FROM COLONIZER TO COLONIZER
The Thao survivors enjoyed just a couple decades of relative stability until the Japanese colonial government began building a hydroelectric dam in Sun Moon Lake in 1919.
“Mangtu yaku kahiwan Zintun a sazum niwan tu palharutaw …” begins Kilash Lhkatafatu in his oral account, which is accompanied by a Chinese translation: “Before the water rose in Sun Moon Lake, I lived in Taringquan, a very beautiful village … there were fragrant flowers by the shore, and I could smell them in the early morning. When the devil’s pods would blossom, they smelled good too. If it was sunny in the morning, the lake would sparkle with gold.”
Before the hydroelectric plant was activated in 1934, the state-run electricity company forcefully purchased the land that would be flooded from the residents around the lake, and relocated them to higher ground. Kilash Lhkatafatu recalls that the community was offered two choices by the Japanese, but neither were appealing because the first option wouldn’t provide the community with enough firewood, and the second would relocate them close to the often unfriendly Bunun people.
Since the Han Chinese living in today’s Ita Thao area had been evacuated as well, the Japanese suggested that the Thao return there since it wouldn’t be flooded, and allowed them to use a swath of farmable land owned by the electricity company. The Thao accepted. The Japanese forbade Han Chinese to enter the area, and the remnants of Thao culture escaped assimilation.

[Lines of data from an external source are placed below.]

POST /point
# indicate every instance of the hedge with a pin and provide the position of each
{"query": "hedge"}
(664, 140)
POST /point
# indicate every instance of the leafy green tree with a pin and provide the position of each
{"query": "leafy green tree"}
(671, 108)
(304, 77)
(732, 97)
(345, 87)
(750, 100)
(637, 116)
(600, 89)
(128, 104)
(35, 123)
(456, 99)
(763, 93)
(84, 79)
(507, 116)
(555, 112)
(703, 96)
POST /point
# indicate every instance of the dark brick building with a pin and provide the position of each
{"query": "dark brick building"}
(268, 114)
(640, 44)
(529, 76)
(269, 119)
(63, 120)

However, things changed again when the KMT arrived. The official Sun Moon Lake government Web site describes the interactions as mostly positive, calling it then-president Chiang Kai-shek’s (蔣介石) favorite place to visit, where he brought many foreign dignitaries to relax and enjoy Thao music and dances. In 1949 he befriended Mao Hsin-hsiao (毛信孝), a young Thao man, and after being impressed by a Thao dance performance, sent a group to China to entertain the troops fighting the Communists.
Although Mao was not a chief, he became popular among KMT officials visiting the area, and according to the Web site he was able to use his influence to obtain land for his people to grow forests as well as to ask the government for electricity and permission to construct today’s Dehua Elementary School.
However, oral accounts tell a different story: since the Thao were living and farming on Japanese government land, it all became the property of the KMT after the Japanese defeat. Instead of allowing them to continue using the area, the state-run Taipower Co rented the land to the Thao. The Thao found this unfair because they were allowed to use parts of the land for free to compensate for the flooding of their previous village. Later, the land was transferred to the Nantou County Government to create an Aboriginal cultural center for tourism purposes, but this was soon abandoned due to mismanagement.
Long-classified as part of the Tsou people, the Thao began their cultural reawakening around 1998, when they began to petition the government for official recognition. They survived the massive Sept. 21, 1999 and, as last week’s events show, continue to reclaim their identity to this day.